系譜以外に史料はなく、築城の年を証 明するものはないが、弘保には、その頃、この場所に城を 築く必然性があったことが知られている。
高屋の南に位置する田万里村は小早川氏の一族小田氏の所領であった。
平賀氏は応仁・文明の乱に乗じて田万里村への侵略を図り、 実力で占拠する。
小田元範は延徳四年(一四九二)、平賀氏の田万里村侵略に対し、幕府に訴えるとともに、田万里村半分を小早川惣領家に譲り、所領の保全を図る。
一方、寛正年間(一四六〇〜一四六六)大内方について小早川本宗家に本領を追われた小早川氏の一族乃美氏の乃美郷復帰を巡って大内氏と小早川氏は交渉を重ねていたが、明応四年(一四九五)、田万里村半分を乃美氏 に与えることで合意した。
しかし、平賀氏の田万里村へ の進出は続けられており、乃美氏の田万里村入部はなかなか実現しなかった。
大内義興は、明応九年(一五〇〇)から文亀元年(一五〇一)頃、平賀弘保の速やかな九州出陣に謝意を示すとともに、田万里村について替地 を用意することを条件に、明け渡すよう理解を求めてい る。
弘保がこれに応じた気配はなく、永正七年(一五一〇)には田万里村で八幡宮の造営を行っていることからすれば、平賀氏の田万里村支配は揺るがなかったのであ ろう。
しかし、沼田小早川氏、大内氏から圧力を受ける中で、田万里村の支配を続けるためには、いざという時、 速やかに兵を出す必要がある。
白山城跡は、高屋保の南東端に位置し、田万里村まで峠を一つ越すだけの距離である。
これが白山城築城の真の理由ではないだろうか。
弘保は、その後高屋保の北部に頭崎城を築城し、嫡男の興貞を入れる。
しかし、白山城も引き続き弘保の居城として使用されたと見られ、天文五年(一五三六)、弘保と興貞の不和に端を発した大内・尼子両氏を巻き込んだ大規模な戦争では、大内方に属した弘保と孫の隆宗が白山城に、尼子氏に属した興貞が頭崎城に分かれて天文十年(一五四一)まで足かけ六年にわたって戦っている。
戦いは大内方が勝利し、平賀興貞は隠居、家督は興貞の 嫡子隆宗が継いだ。
天文十八年(一五四九)、隆宗が備後神辺城攻めの陣中に病没すると、大内義隆は平賀氏の家督相続に介入し、 寵愛していた小早川舟木氏を隆宗の養子として押し込み、 頭崎城に在城させて隆保と名乗らせる。

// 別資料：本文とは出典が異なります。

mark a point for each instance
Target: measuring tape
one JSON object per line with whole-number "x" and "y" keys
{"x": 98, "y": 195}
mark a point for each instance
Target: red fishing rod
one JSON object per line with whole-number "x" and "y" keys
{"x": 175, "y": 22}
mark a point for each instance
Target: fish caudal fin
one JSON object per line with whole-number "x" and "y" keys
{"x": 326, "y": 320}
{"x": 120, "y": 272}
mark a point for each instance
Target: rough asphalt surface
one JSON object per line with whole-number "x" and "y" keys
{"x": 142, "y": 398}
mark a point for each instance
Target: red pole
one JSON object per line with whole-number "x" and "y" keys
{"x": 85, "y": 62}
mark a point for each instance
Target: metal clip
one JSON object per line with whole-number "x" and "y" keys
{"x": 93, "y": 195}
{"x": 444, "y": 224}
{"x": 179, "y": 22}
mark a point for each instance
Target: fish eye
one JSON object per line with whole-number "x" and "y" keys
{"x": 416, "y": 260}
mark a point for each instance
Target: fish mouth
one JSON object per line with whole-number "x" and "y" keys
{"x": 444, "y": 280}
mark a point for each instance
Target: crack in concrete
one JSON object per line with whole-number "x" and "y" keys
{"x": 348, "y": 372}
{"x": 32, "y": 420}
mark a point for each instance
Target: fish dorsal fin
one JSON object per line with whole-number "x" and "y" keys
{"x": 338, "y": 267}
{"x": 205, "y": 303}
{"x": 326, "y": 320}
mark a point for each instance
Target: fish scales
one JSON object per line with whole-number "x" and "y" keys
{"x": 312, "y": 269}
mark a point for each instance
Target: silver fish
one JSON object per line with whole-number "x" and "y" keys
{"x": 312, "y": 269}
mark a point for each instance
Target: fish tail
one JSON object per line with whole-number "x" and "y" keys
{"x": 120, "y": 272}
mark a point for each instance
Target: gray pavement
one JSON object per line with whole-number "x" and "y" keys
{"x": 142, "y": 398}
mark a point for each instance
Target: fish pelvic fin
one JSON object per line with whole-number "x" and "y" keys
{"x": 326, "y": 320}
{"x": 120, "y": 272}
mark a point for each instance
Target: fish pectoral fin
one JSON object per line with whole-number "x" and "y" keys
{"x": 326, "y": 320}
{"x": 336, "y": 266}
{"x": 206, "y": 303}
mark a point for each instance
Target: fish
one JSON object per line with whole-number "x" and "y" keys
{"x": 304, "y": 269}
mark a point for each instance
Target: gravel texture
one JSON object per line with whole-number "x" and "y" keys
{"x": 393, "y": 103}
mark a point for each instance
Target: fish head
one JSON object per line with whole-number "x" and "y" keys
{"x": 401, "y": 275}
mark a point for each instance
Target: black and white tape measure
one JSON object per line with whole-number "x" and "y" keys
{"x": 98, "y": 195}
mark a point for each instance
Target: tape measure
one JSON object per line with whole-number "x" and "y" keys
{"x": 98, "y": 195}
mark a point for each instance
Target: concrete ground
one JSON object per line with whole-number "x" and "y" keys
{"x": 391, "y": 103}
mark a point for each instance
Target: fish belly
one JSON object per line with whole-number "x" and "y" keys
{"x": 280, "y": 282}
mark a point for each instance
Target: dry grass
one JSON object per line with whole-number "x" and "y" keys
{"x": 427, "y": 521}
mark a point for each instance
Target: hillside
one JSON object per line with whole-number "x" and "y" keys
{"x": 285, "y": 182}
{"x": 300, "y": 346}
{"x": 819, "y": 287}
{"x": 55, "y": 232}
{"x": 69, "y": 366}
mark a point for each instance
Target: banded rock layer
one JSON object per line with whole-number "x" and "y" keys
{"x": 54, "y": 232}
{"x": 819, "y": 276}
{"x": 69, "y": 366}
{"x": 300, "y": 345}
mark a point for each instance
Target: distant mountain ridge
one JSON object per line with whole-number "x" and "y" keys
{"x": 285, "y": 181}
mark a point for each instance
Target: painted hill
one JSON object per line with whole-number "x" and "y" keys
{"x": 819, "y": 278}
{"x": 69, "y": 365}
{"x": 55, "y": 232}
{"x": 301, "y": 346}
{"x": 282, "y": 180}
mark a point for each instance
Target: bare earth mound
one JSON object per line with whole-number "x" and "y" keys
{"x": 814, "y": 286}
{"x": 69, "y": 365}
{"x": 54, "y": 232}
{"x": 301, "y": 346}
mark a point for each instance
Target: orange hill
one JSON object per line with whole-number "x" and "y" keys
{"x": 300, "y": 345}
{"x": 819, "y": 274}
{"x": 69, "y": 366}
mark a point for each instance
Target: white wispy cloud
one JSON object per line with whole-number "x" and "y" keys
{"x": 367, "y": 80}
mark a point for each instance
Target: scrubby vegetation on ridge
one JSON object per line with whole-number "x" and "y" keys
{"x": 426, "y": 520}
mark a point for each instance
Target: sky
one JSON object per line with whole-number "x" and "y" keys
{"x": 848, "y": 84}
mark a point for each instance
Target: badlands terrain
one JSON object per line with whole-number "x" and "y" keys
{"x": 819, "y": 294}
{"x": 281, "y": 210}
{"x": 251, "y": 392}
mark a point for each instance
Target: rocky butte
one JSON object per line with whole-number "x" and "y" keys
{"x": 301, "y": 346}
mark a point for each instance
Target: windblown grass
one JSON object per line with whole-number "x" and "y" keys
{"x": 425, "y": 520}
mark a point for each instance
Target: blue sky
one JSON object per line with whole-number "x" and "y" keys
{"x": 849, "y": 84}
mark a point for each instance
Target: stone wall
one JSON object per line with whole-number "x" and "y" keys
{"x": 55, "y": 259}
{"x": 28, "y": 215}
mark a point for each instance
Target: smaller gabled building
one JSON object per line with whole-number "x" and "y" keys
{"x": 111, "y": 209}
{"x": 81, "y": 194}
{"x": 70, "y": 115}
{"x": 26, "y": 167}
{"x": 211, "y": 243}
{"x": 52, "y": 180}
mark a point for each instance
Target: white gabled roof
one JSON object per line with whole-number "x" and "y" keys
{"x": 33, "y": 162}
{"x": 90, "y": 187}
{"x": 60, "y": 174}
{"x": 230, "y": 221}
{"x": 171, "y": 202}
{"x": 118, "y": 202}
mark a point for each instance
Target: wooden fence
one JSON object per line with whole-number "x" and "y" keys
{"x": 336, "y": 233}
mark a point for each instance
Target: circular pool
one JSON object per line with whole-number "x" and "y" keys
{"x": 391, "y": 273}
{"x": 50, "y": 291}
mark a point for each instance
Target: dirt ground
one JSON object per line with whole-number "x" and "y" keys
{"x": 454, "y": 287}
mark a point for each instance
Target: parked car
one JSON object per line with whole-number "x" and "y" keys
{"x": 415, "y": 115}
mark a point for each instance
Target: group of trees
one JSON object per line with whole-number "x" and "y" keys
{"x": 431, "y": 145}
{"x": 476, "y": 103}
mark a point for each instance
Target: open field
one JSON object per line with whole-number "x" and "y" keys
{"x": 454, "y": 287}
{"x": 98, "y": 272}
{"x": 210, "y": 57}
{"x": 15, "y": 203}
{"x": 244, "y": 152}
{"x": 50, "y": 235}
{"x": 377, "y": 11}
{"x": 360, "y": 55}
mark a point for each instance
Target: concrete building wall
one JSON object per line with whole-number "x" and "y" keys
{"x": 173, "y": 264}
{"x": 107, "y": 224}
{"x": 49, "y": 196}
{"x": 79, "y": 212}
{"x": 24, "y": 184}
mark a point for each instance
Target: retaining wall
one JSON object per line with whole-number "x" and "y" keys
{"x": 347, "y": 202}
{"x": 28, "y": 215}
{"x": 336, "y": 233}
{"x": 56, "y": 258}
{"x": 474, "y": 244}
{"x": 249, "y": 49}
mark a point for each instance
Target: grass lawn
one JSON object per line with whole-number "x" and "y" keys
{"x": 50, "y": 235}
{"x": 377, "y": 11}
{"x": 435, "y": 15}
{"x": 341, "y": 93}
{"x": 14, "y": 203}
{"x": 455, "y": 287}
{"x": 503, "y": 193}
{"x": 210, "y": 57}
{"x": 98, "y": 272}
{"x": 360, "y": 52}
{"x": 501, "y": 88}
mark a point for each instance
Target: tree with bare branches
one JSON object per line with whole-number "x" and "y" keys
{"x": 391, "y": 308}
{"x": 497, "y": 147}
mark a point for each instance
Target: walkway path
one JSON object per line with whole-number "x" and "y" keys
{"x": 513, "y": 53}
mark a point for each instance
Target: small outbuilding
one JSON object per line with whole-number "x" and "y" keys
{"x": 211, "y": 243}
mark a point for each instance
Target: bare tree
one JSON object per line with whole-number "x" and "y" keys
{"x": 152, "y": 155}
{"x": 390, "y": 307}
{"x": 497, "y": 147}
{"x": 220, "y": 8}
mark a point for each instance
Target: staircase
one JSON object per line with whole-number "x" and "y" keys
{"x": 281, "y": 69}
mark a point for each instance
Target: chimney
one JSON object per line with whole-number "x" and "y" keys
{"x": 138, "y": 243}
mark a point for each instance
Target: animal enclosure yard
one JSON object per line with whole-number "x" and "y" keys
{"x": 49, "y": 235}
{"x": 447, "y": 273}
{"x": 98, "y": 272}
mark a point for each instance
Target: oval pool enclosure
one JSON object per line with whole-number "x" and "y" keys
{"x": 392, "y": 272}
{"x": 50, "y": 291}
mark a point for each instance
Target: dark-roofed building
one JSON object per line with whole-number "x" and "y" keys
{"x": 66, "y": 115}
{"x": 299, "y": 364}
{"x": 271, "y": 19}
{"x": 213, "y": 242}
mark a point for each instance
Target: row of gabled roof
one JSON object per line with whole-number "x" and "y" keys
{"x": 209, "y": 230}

平賀家では隆宗 の弟を後継候補としていたため、当然反発したと見られ、 大内氏は白山城に城番を送り込み、平賀氏を抑え込んだ。
大内義隆滅亡後、隆保は毛利元就に滅ぼされ、平賀家は隆宗の弟広相が継いだ。
その後、白山城は関ヶ原の戦い で平賀氏が高屋を去るまで居城として活用された。
『安芸の城館』から引用。
城の歴史
文亀3年(1503):平賀弘保によって築城される。
永正9年(1512):安芸国人一揆契状に参加する。
永正15年(1518):庶流であった入野保継が小早川氏に寝返る、これを弘保、興貞親子が速やかに制圧する。
※入野家は興貞の弟の貞景を入れる。
大永3年(1523):尼子経久の南下に伴い平賀氏も尼子氏に付き従う、鏡山城の戦いにて戦功を立てる。
※この年尼子経久から久芳保・寺町など600貫余りの地を与えられる。
大永5年(1525):大内義興が鏡山城奪取の為に安芸国に侵攻し、尼子側であった平賀氏を攻めるが守り切った。
享禄5年(1532):大内氏側の志芳東村の石井元家が平賀氏被官の桧山十郎左衛門を討ち取る。
このころ、弘保は大内氏に帰順する。。
天正5年(1536):弘保と息子の興貞が大内、尼子に分かれて戦を起こす。
この頃、白山城には大内の城番が入る。
天正10年(1541):弘保、隆宗が勝利して興貞は隠居してその後家督を隆宗が継ぐ。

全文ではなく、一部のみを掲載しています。